続いて、今年のコンペティション部門審査委員長と各審査員が紹介された。フランスの映画評論家フィリップ・アズーリさん、韓国の映画研究者、チョン・スワンさん、日本の篠崎誠監督が登壇。そして、最後に審査委員長であるアミール・ナデリ監督が登壇し、ひと際大きい拍手で迎えられた。審査員の一員であるニコラス・レイ財団代表、スーザン・レイ監督は、フライトスケジュールの関係で残念ながら欠席となった。

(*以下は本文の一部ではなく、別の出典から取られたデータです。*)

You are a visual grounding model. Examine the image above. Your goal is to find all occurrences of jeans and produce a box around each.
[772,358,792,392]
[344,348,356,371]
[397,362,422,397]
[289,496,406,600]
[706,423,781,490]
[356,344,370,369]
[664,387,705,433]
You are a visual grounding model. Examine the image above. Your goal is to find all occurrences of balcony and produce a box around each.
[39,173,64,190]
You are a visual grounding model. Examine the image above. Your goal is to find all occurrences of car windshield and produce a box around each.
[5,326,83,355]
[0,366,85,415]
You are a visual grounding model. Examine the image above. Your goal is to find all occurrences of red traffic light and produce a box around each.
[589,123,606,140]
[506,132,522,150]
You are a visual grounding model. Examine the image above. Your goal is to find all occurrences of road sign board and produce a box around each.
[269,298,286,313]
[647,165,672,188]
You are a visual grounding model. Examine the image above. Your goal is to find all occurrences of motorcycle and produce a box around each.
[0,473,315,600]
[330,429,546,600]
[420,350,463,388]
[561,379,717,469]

審査員を代表して、アミール・ナデリ監督が「今日は私の人生において重要な日です。東京フィルメックスとは8年間の付き合い。日本への窓口として多くのことを発見させてくれました」と挨拶。23日に特別招待作品として上映される、自身の作品『CUT』について触れ、主演の西島秀俊さんやスタッフにこの映画祭を通して出会い、その成果として日本でこの作品を撮影することができた、と語った。「東京フィルメックスは我が家であり、同時に大学のような場所。ここに来ると必ず学ぶことがあります。良い映画を上映すること、良い観客を育てていくことに全力を注いでいると思います」
続いて、ナデリ監督は今回のラインナップについて「林ディレクターと市山尚三プログラム・ディレクターが大変丁寧に選ばれたものです。コンペティション作品については審査員の方々と共に真剣に取り組み、心を込めて一番良い選択をしていきたい」と語った。特集上映『ニコラス・レイ生誕百年記念上映』について、ニコラス・レイ監督作品はいま見ても新鮮なアイディアを持っており、またなかなか観ることができない貴重な作品であるとコメントし、感謝の意を示した。

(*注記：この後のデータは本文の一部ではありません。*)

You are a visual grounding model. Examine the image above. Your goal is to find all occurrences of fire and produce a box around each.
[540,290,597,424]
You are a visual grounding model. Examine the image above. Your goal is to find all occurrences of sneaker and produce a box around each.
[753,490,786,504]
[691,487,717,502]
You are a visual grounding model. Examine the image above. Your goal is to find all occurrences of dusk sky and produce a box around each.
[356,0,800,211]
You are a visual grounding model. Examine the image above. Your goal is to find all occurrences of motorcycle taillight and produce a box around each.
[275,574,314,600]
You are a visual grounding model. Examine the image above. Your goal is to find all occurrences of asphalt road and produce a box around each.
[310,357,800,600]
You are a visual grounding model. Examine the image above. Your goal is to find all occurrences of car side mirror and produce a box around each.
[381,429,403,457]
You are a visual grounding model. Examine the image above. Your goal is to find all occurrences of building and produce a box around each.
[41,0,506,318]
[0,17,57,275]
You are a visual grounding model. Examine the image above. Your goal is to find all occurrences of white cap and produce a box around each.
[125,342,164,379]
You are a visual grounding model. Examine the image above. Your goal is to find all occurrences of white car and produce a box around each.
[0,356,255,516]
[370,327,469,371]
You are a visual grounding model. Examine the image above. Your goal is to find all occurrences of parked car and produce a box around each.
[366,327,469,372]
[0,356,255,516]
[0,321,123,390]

日本作品の特集上映「限定!川島パラダイス♪」 や「相米慎二のすべて -1980-2001全作品上映-」にも触れ、「これらの作品も傑作ばかり。で、いまなお新しい映画たち。映画のルーツに戻ることも重要な体験です」と語った。
最後に「私の作品は『CUT』というタイトルですが、この映画祭の開幕を記念して『アクション』と申し上げたい」と締めくくり、満員の観客を大きく沸かせた。加えて、ナデリ監督は、客席にいた映画評論家で第5回東京フィルメックス審査委員長も務めたドナルド・リチーさんに向けて「素晴らしい人物にこの瞬間を捧げたい」と心から敬意を示した。沸き起こった拍手の後に「カット!」と叫び、会場からさらなる喝采を浴びた。
熱気と、ナデリ監督の熱いスピーチと共に幕を開けた第12回東京フィルメックス。最終日の11月27日、有楽町朝日ホールでおこなわれる閉会式にて、コンペティション部門の最優秀作品賞、審査員特別賞、観客賞などが発表される。